There it was in black and white...a worn bumper sticker on the car ahead of me that read, "Got Jesus?" Of course, it's supposed to be a cute "play on words" based on the "Got Milk?" ad campaign. Those with a more confrontational bent will also use the bumper sticker that adds, "It's Hell without him."

My first reaction when I saw the bumper sticker today was, "Well, yes I do." And then I thought more about it. Really, I don't "got" (or have, for you grammarians, you know who you are) Jesus. He is so much bigger, more expansive and more loving than I can ever fully comprehend. He say so many things I wrestle with. He calls me to trust him even when it seems like the world is ending. Jesus is bigger than my little world.

You see, when I think of "having" something, I think of possessing it, holding onto it, owning it even. And I don't possess Jesus. I don't own Jesus. I can't hold onto him. (I think that's why we're told not to have graven images...because when we hold onto an image, we tend to think we can "possess" or even "control" the one the image points to.)

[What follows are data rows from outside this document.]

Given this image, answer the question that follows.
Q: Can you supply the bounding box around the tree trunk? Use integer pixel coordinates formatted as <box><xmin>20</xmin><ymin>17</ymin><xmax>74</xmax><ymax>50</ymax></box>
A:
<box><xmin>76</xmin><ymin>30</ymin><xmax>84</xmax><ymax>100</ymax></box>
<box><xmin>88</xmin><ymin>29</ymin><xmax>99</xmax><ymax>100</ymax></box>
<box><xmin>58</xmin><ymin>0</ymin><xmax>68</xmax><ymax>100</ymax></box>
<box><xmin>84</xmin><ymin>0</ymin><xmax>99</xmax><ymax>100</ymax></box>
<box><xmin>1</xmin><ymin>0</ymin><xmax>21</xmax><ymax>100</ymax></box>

Instead of having Jesus, I'm much more content with the idea that he has me. I belong to him, not the other way around. I am possessed by him. When I stumble, I am caught by him. When I fail, I am picked up by him. When I do well, he's there to cheer me on. In every circumstance, he's there to love me. He has me. He holds me. And for that, I am very, very thankful.

Got Jesus? No. I don't. But he has me. And that makes all the difference in the world. Thank God that he has me in his hand.